In other nucleotide sugar transporter diseases such as in Schneckenbecken dysplasia, a human disease resulting from a defect in a UDP-N-acetylgalactosamine transporter (1, 2, 4, 5), and in complex vertebral malformation (6), a cattle disease resulting from a partial loss of function mutation of a UDP-N-acetylglucosamine transporter, the possibility of broader metabolic defects as reported in these studies may also exist. The same conclusions may also be drawn from studies of nucleotide sugar transporters in C. elegans (1, 2), Drosophila melanogaster (7), and Leishmania (8–10), where biological phenotypes were solely attributed to the decrease of the particular sugar in glycoconjugates whose nucleotide sugar transport had been impaired either by mutations or by silencing (2).

It is well known that inhibition of N-glycosylation results in proteins being retained either in the ER or in the Golgi apparatus. Examples of the latter include a chimera of the cytoplasmic and transmembrane regions of the vesicular stomatitis virus G protein and the soluble rat growth hormone. This chimera protein was retained in the Golgi apparatus unless N-glycosylation sites were added to the rat growth hormone sequence and subsequently glycosylated, in which case the chimera reached the cell surface (23). Another example of this was shown by Chen and Colley (24) with a soluble form of a sialyltransferase that was only secreted when glycosylated but was retained in the ER when not glycosylated. In contrast, the membrane-bound sialyltransferase localized to the Golgi apparatus regardless whether or not it was glycosylated. However, we have shown that inhibition of CMP-sialic acid or GDP-fucose transport activity, although only affecting binding of terminal sugars of glycoproteins, is sufficient to inhibit global synthesis and secretion of glycoproteins and nonglycoproteins.

Previous studies have shown that the glucosidase-glucosyltransferase cycle constitutes an important quality control mechanism in the ER that allows correctly folded glycoproteins to proceed through the secretory pathway (25). Inhibition of N-glycosylation results in misfolding of a large number of proteins in the lumen of the ER. This causes ER stress and triggers the unfolded protein response. As mentioned above, conditions that induce ER stress in C. elegans also up-regulate the ER/Golgi nucleoside diphosphatase transcription, thus relieving ER stress by increasing the amount of UMP to exchange with UDP-glucose mediated by the UDP-glucose transporter. Recently, another study with C. elegans showed that a nucleotide sugar transporter-like protein is required for maintenance of ER homeostasis (26). Our results show that impairment of nucleotide sugar transport in the Golgi apparatus also induces ER stress and activates the unfolded protein response.

What is novel in the study herein is that bulk inhibition of either fucosylation or sialylation in the Golgi apparatus is sufficient to induce ER stress and inhibition of protein translation initiation. A recent study with Trypanosoma brucei found that blocking synthesis of variant surface glycoprotein resulted in a general arrest of translation initiation. However, in this instance there was no evidence for unfolded protein response (27).
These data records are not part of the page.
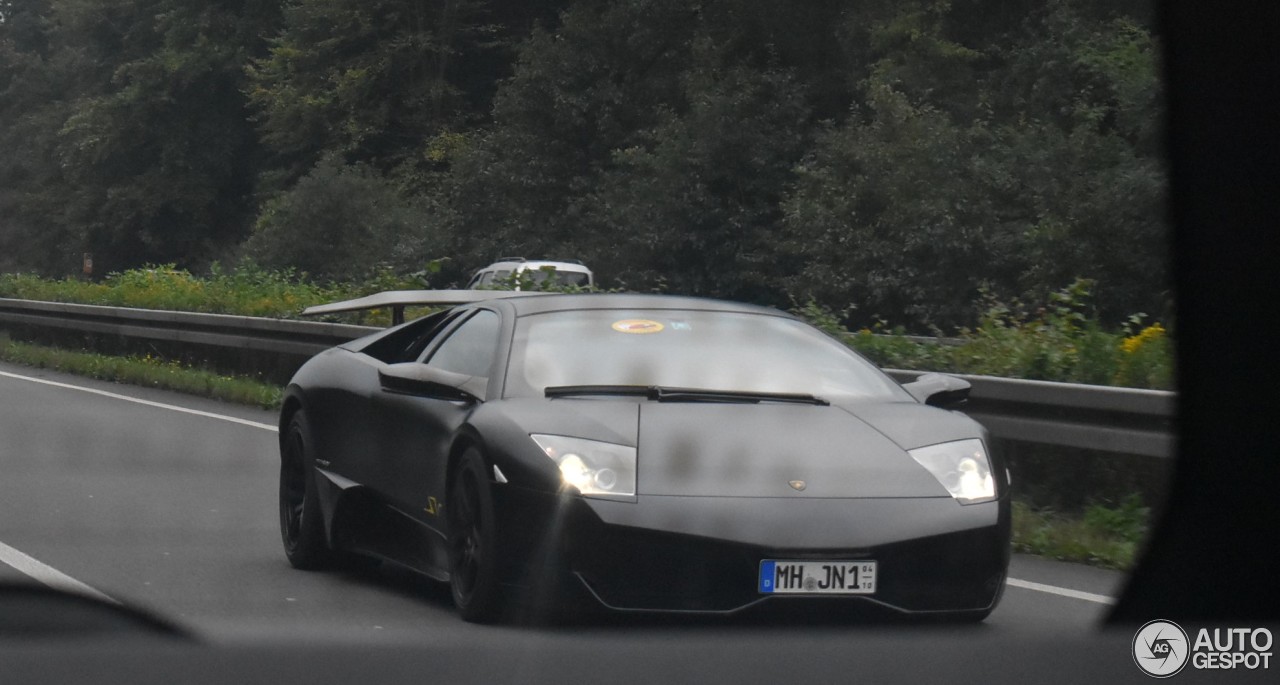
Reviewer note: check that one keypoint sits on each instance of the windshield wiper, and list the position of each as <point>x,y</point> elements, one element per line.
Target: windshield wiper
<point>663,393</point>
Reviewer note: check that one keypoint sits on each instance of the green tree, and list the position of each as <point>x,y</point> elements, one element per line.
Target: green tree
<point>339,223</point>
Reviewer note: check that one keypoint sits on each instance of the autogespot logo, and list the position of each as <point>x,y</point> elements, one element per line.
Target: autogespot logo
<point>1161,648</point>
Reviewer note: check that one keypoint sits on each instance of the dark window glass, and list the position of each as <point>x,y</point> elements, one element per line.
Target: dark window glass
<point>469,350</point>
<point>408,342</point>
<point>705,350</point>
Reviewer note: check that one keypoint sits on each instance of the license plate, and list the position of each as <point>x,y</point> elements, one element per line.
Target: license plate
<point>816,576</point>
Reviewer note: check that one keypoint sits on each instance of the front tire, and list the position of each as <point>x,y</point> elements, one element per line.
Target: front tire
<point>474,552</point>
<point>301,520</point>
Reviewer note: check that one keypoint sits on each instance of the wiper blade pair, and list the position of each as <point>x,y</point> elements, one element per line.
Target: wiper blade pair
<point>663,393</point>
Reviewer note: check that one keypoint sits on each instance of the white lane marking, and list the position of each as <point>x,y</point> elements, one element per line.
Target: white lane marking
<point>1060,592</point>
<point>147,402</point>
<point>1014,581</point>
<point>48,574</point>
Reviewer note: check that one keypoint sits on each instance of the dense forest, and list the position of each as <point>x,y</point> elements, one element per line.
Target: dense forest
<point>897,160</point>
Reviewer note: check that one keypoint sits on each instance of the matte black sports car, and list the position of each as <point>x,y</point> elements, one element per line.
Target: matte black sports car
<point>640,452</point>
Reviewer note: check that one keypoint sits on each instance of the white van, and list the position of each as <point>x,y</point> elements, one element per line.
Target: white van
<point>566,273</point>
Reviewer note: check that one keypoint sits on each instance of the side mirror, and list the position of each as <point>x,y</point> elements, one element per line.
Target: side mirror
<point>938,389</point>
<point>423,380</point>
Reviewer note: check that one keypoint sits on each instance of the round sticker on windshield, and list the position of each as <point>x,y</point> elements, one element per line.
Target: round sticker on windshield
<point>636,325</point>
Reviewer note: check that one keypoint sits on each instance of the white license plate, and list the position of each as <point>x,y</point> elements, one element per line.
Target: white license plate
<point>817,576</point>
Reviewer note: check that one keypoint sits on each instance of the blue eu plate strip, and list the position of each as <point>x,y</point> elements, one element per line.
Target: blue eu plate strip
<point>767,576</point>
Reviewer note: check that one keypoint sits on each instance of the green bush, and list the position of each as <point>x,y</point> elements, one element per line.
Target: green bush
<point>1059,341</point>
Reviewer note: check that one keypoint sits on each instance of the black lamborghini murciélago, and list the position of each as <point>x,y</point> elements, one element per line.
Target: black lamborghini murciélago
<point>640,452</point>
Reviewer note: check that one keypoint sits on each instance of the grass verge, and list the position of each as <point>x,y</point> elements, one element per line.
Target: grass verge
<point>1104,535</point>
<point>147,370</point>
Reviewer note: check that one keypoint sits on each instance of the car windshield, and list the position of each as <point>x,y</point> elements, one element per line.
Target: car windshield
<point>562,278</point>
<point>684,348</point>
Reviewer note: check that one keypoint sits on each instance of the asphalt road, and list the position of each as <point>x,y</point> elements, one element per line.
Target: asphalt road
<point>174,511</point>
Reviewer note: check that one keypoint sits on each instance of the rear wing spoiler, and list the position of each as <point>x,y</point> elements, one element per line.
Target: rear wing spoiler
<point>398,300</point>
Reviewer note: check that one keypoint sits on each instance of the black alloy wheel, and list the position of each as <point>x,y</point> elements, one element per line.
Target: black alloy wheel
<point>472,542</point>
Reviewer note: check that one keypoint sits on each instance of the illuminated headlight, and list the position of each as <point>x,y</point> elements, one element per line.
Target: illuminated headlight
<point>594,467</point>
<point>961,467</point>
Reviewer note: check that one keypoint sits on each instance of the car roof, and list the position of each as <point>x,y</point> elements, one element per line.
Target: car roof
<point>543,304</point>
<point>536,264</point>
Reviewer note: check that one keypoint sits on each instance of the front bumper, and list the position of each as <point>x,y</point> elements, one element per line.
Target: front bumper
<point>703,555</point>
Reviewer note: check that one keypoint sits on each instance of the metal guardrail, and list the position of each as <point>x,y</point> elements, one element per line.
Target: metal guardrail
<point>282,336</point>
<point>1120,420</point>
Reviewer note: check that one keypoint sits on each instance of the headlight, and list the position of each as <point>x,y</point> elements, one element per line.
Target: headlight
<point>961,467</point>
<point>594,467</point>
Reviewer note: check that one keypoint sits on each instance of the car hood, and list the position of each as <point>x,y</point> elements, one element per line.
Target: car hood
<point>736,450</point>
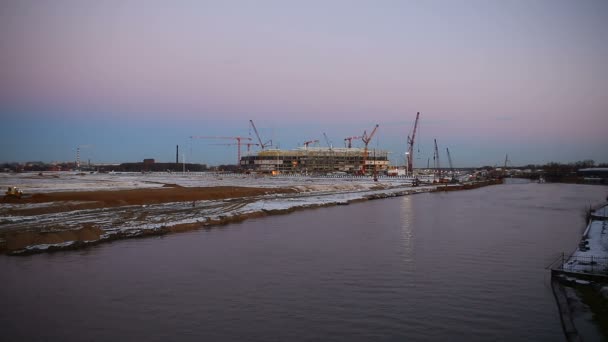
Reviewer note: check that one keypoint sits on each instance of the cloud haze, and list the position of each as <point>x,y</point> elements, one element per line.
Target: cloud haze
<point>135,78</point>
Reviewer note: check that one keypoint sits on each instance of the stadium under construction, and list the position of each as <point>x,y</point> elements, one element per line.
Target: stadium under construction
<point>323,160</point>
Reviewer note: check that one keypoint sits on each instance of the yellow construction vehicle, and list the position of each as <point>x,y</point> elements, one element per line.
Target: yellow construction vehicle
<point>13,192</point>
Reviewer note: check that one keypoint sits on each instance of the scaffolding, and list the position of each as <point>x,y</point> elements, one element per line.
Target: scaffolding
<point>317,160</point>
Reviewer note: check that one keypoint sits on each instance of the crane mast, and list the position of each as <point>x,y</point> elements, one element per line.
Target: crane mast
<point>327,140</point>
<point>436,161</point>
<point>410,145</point>
<point>255,130</point>
<point>450,161</point>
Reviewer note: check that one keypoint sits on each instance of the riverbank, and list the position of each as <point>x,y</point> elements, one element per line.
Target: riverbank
<point>585,274</point>
<point>58,220</point>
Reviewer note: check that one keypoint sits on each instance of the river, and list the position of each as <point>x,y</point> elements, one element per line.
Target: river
<point>466,265</point>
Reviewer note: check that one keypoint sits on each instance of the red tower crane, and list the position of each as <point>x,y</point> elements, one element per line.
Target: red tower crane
<point>262,145</point>
<point>410,146</point>
<point>366,139</point>
<point>350,140</point>
<point>436,161</point>
<point>238,143</point>
<point>306,143</point>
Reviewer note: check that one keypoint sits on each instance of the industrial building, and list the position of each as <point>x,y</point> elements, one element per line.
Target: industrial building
<point>318,160</point>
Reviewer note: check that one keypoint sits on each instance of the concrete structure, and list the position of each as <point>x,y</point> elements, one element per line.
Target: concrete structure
<point>321,160</point>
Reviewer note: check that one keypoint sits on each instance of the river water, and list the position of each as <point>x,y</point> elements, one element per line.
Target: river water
<point>465,265</point>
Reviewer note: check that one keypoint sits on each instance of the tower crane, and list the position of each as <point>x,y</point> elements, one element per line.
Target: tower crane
<point>327,140</point>
<point>350,140</point>
<point>366,139</point>
<point>238,143</point>
<point>451,165</point>
<point>436,161</point>
<point>306,143</point>
<point>410,145</point>
<point>262,145</point>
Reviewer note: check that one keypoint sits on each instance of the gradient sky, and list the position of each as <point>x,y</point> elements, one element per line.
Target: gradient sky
<point>132,79</point>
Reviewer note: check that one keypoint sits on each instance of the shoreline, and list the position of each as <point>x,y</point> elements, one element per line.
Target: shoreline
<point>34,240</point>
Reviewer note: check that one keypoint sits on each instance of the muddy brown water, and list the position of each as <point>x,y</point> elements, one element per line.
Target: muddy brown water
<point>466,265</point>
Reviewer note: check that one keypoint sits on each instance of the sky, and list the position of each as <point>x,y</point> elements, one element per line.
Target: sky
<point>128,80</point>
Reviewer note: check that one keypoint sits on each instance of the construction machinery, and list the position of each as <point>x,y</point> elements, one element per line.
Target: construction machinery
<point>262,145</point>
<point>453,179</point>
<point>436,164</point>
<point>410,145</point>
<point>13,192</point>
<point>366,139</point>
<point>327,141</point>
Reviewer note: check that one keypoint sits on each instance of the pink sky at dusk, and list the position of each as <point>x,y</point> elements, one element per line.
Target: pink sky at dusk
<point>518,77</point>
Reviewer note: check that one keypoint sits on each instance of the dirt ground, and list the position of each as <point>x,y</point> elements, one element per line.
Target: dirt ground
<point>78,200</point>
<point>108,199</point>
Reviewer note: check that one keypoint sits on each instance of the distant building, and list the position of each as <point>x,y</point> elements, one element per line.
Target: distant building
<point>594,175</point>
<point>321,160</point>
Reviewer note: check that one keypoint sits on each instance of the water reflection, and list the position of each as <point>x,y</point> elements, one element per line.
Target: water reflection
<point>406,219</point>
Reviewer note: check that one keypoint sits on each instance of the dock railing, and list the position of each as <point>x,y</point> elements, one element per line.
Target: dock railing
<point>583,265</point>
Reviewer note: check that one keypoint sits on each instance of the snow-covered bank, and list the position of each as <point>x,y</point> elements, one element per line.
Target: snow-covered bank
<point>23,233</point>
<point>27,228</point>
<point>591,257</point>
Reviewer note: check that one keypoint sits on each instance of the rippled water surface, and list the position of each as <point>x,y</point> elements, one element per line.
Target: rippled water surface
<point>463,265</point>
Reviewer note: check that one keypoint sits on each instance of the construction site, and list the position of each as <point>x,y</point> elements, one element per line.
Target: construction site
<point>317,160</point>
<point>310,159</point>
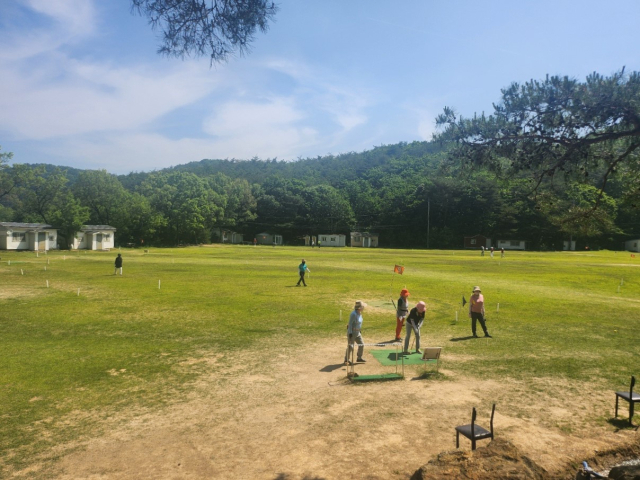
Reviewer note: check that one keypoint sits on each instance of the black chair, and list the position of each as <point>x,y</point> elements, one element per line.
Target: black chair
<point>475,432</point>
<point>630,397</point>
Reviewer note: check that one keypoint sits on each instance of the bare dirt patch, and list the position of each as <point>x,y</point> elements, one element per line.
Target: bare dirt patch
<point>294,415</point>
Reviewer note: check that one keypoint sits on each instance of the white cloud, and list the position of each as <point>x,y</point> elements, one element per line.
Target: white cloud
<point>67,97</point>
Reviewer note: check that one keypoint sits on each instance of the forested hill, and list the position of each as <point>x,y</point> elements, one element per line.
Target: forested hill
<point>412,194</point>
<point>329,169</point>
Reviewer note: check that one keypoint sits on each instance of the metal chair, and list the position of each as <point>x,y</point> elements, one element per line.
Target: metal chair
<point>475,432</point>
<point>630,397</point>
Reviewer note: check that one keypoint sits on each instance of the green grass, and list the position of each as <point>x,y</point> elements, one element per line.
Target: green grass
<point>120,342</point>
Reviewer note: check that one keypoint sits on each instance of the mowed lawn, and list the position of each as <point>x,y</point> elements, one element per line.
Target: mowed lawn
<point>94,342</point>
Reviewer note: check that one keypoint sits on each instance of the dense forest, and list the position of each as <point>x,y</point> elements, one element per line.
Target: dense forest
<point>414,195</point>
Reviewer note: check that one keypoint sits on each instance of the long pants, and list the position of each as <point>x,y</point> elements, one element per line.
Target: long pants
<point>407,338</point>
<point>477,316</point>
<point>355,338</point>
<point>399,325</point>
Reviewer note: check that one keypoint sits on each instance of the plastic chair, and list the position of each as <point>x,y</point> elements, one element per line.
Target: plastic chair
<point>475,432</point>
<point>630,397</point>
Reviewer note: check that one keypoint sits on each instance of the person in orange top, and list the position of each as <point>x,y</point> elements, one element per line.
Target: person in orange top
<point>476,312</point>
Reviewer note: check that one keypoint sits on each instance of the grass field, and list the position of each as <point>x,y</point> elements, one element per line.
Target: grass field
<point>94,342</point>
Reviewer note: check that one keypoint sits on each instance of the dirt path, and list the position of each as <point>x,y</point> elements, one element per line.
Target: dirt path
<point>296,417</point>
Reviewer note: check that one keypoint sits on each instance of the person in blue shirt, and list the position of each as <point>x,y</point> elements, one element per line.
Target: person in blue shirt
<point>302,269</point>
<point>354,332</point>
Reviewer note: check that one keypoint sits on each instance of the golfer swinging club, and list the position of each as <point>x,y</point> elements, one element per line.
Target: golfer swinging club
<point>414,323</point>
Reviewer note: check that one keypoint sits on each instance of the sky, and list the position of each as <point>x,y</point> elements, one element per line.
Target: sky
<point>82,85</point>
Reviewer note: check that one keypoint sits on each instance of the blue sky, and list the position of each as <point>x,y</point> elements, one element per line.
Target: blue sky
<point>82,85</point>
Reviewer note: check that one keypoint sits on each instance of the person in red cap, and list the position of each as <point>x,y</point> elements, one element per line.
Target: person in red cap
<point>414,323</point>
<point>402,311</point>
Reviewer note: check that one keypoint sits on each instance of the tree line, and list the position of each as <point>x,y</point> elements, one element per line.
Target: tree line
<point>557,160</point>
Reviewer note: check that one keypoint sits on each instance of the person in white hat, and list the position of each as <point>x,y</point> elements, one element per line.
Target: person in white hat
<point>353,332</point>
<point>476,311</point>
<point>414,323</point>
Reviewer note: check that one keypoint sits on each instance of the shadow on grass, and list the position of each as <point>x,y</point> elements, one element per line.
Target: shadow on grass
<point>622,424</point>
<point>429,376</point>
<point>459,339</point>
<point>331,368</point>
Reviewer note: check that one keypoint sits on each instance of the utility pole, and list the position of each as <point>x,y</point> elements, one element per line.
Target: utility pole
<point>428,220</point>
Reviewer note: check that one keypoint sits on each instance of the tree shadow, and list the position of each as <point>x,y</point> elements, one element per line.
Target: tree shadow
<point>622,424</point>
<point>459,339</point>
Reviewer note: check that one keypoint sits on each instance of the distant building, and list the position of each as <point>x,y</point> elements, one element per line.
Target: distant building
<point>28,236</point>
<point>477,241</point>
<point>269,239</point>
<point>511,244</point>
<point>364,239</point>
<point>333,240</point>
<point>632,245</point>
<point>94,237</point>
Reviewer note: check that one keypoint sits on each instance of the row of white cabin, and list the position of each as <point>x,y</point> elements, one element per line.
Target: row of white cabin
<point>42,237</point>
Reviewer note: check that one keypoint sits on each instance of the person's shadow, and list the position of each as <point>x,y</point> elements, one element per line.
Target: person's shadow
<point>459,339</point>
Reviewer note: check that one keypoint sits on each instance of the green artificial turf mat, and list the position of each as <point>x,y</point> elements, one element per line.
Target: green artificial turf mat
<point>388,358</point>
<point>377,378</point>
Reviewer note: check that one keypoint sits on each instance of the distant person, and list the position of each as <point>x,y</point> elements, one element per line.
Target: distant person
<point>402,310</point>
<point>414,323</point>
<point>354,335</point>
<point>118,264</point>
<point>302,270</point>
<point>476,312</point>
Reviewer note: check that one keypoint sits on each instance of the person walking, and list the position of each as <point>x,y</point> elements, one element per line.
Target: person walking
<point>118,265</point>
<point>414,323</point>
<point>302,270</point>
<point>476,312</point>
<point>354,335</point>
<point>402,310</point>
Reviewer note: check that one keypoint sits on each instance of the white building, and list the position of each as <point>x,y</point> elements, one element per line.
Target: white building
<point>510,244</point>
<point>94,237</point>
<point>28,236</point>
<point>632,245</point>
<point>332,240</point>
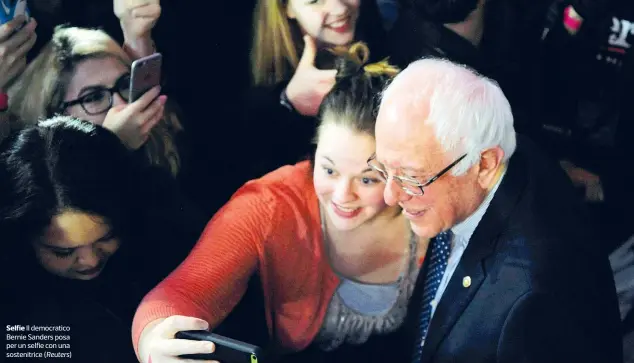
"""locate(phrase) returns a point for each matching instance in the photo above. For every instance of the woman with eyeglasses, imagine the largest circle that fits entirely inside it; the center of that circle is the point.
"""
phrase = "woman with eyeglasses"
(337, 265)
(85, 73)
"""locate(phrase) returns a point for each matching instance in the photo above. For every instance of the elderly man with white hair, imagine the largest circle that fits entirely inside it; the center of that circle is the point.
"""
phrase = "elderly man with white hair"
(513, 272)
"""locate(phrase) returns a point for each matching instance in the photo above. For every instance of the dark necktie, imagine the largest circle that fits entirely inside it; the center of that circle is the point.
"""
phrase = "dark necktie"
(438, 258)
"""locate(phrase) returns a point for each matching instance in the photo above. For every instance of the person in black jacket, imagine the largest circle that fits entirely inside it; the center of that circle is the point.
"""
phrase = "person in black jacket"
(589, 73)
(514, 271)
(498, 38)
(87, 231)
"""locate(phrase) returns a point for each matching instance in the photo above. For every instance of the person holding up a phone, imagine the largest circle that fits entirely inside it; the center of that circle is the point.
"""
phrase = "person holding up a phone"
(84, 73)
(16, 39)
(336, 264)
(138, 18)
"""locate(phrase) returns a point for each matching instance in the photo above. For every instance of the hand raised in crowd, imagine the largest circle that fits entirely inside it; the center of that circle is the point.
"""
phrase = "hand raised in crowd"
(309, 85)
(138, 18)
(14, 45)
(583, 178)
(133, 122)
(158, 345)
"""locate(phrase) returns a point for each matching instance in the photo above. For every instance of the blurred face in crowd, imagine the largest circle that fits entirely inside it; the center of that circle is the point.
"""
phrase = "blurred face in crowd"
(349, 191)
(330, 22)
(76, 245)
(100, 83)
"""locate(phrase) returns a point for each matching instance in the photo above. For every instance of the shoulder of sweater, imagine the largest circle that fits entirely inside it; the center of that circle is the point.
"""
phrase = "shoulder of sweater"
(287, 188)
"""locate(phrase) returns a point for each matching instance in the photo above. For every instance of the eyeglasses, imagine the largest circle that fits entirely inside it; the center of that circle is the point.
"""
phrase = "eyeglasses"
(410, 185)
(99, 99)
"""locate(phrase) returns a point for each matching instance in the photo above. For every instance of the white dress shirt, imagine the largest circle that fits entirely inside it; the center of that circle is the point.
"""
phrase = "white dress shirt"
(461, 235)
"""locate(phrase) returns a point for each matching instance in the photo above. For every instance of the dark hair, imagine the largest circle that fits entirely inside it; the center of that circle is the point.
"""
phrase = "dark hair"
(65, 164)
(354, 100)
(444, 11)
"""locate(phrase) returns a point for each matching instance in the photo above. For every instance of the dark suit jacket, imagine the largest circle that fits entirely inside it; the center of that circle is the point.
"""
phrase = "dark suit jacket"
(541, 291)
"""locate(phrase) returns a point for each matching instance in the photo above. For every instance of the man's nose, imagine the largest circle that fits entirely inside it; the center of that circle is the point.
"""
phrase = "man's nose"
(117, 100)
(393, 193)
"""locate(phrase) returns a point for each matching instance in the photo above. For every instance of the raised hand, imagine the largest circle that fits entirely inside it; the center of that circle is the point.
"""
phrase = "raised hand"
(133, 122)
(14, 45)
(138, 18)
(309, 85)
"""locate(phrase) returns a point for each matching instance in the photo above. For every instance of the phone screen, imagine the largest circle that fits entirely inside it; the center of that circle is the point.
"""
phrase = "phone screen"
(12, 8)
(145, 74)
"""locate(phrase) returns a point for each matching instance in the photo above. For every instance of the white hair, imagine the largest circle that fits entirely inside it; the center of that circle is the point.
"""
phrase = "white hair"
(468, 111)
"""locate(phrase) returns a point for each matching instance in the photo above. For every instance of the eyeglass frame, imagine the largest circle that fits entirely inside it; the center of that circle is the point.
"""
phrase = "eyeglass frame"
(400, 179)
(116, 88)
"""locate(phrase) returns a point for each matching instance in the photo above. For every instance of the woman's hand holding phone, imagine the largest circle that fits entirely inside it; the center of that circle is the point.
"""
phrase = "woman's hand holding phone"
(158, 345)
(133, 122)
(14, 45)
(138, 18)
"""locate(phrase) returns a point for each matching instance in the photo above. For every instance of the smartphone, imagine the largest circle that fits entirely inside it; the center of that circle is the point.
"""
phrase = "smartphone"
(145, 74)
(11, 9)
(227, 350)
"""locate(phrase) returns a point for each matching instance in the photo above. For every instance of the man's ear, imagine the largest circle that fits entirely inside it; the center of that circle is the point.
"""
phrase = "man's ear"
(490, 163)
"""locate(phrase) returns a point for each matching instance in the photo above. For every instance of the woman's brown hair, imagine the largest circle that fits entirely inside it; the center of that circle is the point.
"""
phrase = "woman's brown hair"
(353, 101)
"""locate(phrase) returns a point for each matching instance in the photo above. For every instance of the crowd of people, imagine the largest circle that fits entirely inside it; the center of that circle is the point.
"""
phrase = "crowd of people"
(330, 180)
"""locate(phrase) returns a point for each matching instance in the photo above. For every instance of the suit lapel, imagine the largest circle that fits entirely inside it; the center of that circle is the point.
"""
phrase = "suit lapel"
(456, 296)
An important open question of the study herein is whether inhibition of other glycosylation events occurring in the Golgi apparatus such as inhibition of transporters for UDP-galactose, UDP-N-acetylglucosamine, UDP-N-acetylgalactosamine, or Golgi apparatus glycosyltransferases lead to inhibition of nonglycoprotein synthesis, induction of ER stress, and inhibition of protein translation. A similar question pertains to inhibition of transport into the Golgi apparatus lumen by transporters for adenosine 3′-phosphate 5′-phosphosulfate as well as ATP. Although such studies will be easier to conduct in mammalian cell culture such as HeLa cells, extension of them to other eukaryotic cell culture systems and to multicellular organisms will be important.